# temporalpdf: Expanded Showcase

This notebook demonstrates the full capabilities of the `temporalpdf` library:

1. **3D Surface Plots** - Visualize how probability distributions evolve over time
2. **Multi-Asset Comparison** - Same analysis across Crypto, Equity, and Forex
3. **Confidence Bands** - Show uncertainty growth over time
4. **Interactive Plots** - Rotatable 3D visualizations
5. **Distribution Fitting** - Compare fitted vs actual returns

---

In [None]:
import sys
from pathlib import Path
sys.path.insert(0, str(Path.cwd().parent / "src"))

import numpy as np
import pandas as pd
import matplotlib.pyplot as plt
from mpl_toolkits.mplot3d import Axes3D
from scipy import stats

import temporalpdf as tpdf
from temporalpdf.visualization import PDFPlotter, InteractivePlotter
from temporalpdf.core.result import PDFResult

%matplotlib inline
plt.rcParams['figure.figsize'] = (14, 6)
plt.rcParams['font.size'] = 11

DATA_DIR = Path.cwd().parent / "data"
print("Setup complete")

---
# Part 1: 3D Distribution Evolution

How does a probability distribution change as market conditions evolve?
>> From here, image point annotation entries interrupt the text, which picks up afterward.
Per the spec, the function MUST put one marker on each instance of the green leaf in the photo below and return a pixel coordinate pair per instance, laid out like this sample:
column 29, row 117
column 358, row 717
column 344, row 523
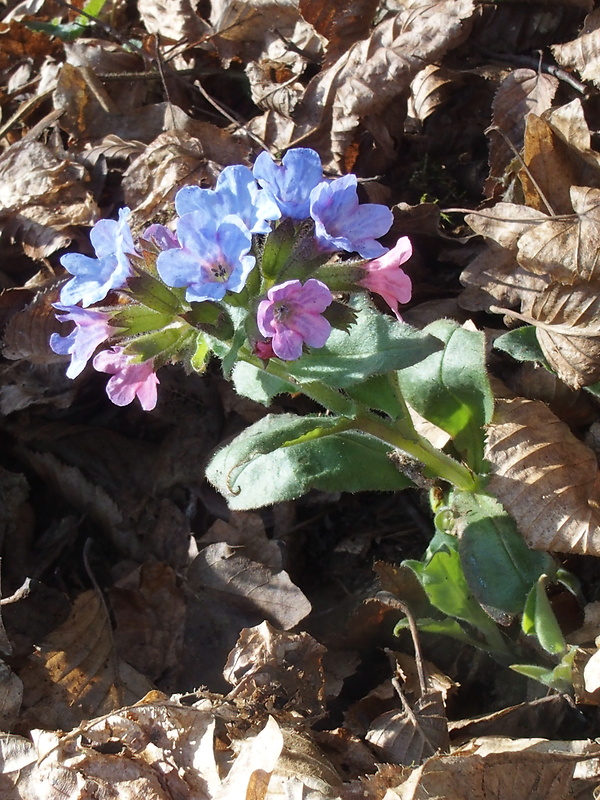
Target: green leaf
column 539, row 619
column 499, row 567
column 451, row 389
column 560, row 678
column 135, row 318
column 447, row 589
column 259, row 385
column 377, row 393
column 283, row 456
column 374, row 345
column 522, row 344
We'll fit NIG distributions to rolling windows and visualize how the shape changes over time.

In [None]:
# Load all three datasets
datasets = {
    'Crypto (BTC)': pd.read_csv(DATA_DIR / 'crypto_returns.csv'),
    'Equity (S&P 500)': pd.read_csv(DATA_DIR / 'equity_returns.csv'),
    'Forex (EUR/USD)': pd.read_csv(DATA_DIR / 'forex_returns.csv'),
}

for name, df in datasets.items():
    returns = df['return_pct'].values
    print(f"{name}: {len(df):,} days, Mean: {np.mean(returns):+.4f}%, Std: {np.std(returns):.4f}%")

In [None]:
from scipy import optimize

nig = tpdf.NIG()

def fit_nig_mle(data):
    """Fit NIG distribution via maximum likelihood."""
    x0 = [np.mean(data), np.log(np.std(data) + 0.01), np.log(5.0), 0.0]
    def nll(theta):
        mu, log_delta, log_alpha, beta_raw = theta
        delta, alpha = np.exp(log_delta), np.exp(log_alpha)
        beta = alpha * np.tanh(beta_raw)
        try:
            params = tpdf.NIGParameters(mu=mu, delta=delta, alpha=alpha, beta=beta)
            pdf_vals = nig.pdf(data, 0, params)
            return -np.sum(np.log(np.maximum(pdf_vals, 1e-300)))
        except:
            return 1e10
    result = optimize.minimize(nll, x0, method='Nelder-Mead', options={'maxiter': 500})
    mu, log_delta, log_alpha, beta_raw = result.x
    return tpdf.NIGParameters(
        mu=mu, 
        delta=np.exp(log_delta), 
        alpha=np.exp(log_alpha), 
        beta=np.exp(log_alpha) * np.tanh(beta_raw)
    )

print("NIG fitting function ready")

In [None]:
# Fit NIG to rolling 60-day windows over 2 years of S&P 500 data
# This shows how the distribution EVOLVES over time

equity_returns = datasets['Equity (S&P 500)']['return_pct'].values
window_size = 60
step = 20  # Fit every 20 days to keep it manageable
n_windows = 30  # ~2 years of evolution

# Use last portion of data
start_idx = len(equity_returns) - window_size - (n_windows * step)

fitted_params = []
window_centers = []

for i in range(n_windows):
    idx = start_idx + i * step
    window = equity_returns[idx:idx + window_size]
    params = fit_nig_mle(window)
    fitted_params.append(params)
    window_centers.append(i * step)  # Days from start

print(f"Fitted {len(fitted_params)} NIG distributions over {n_windows * step} days")
print(f"\nParameter evolution (first vs last window):")
print(f"  mu: {fitted_params[0].mu:.4f} -> {fitted_params[-1].mu:.4f}")
print(f"  delta: {fitted_params[0].delta:.4f} -> {fitted_params[-1].delta:.4f}")
print(f"  alpha: {fitted_params[0].alpha:.2f} -> {fitted_params[-1].alpha:.2f}")
print(f"  beta: {fitted_params[0].beta:.4f} -> {fitted_params[-1].beta:.4f}")

In [None]:
# Create 3D surface: Time x Return x Probability
x_grid = np.linspace(-4, 4, 200)  # Return values
t_grid = np.array(window_centers)  # Time (days)

# Build PDF matrix
pdf_matrix = np.zeros((len(t_grid), len(x_grid)))
for i, params in enumerate(fitted_params):
    pdf_matrix[i, :] = nig.pdf(x_grid, 0, params)

# Create 3D surface plot
fig = plt.figure(figsize=(14, 8))
ax = fig.add_subplot(111, projection='3d')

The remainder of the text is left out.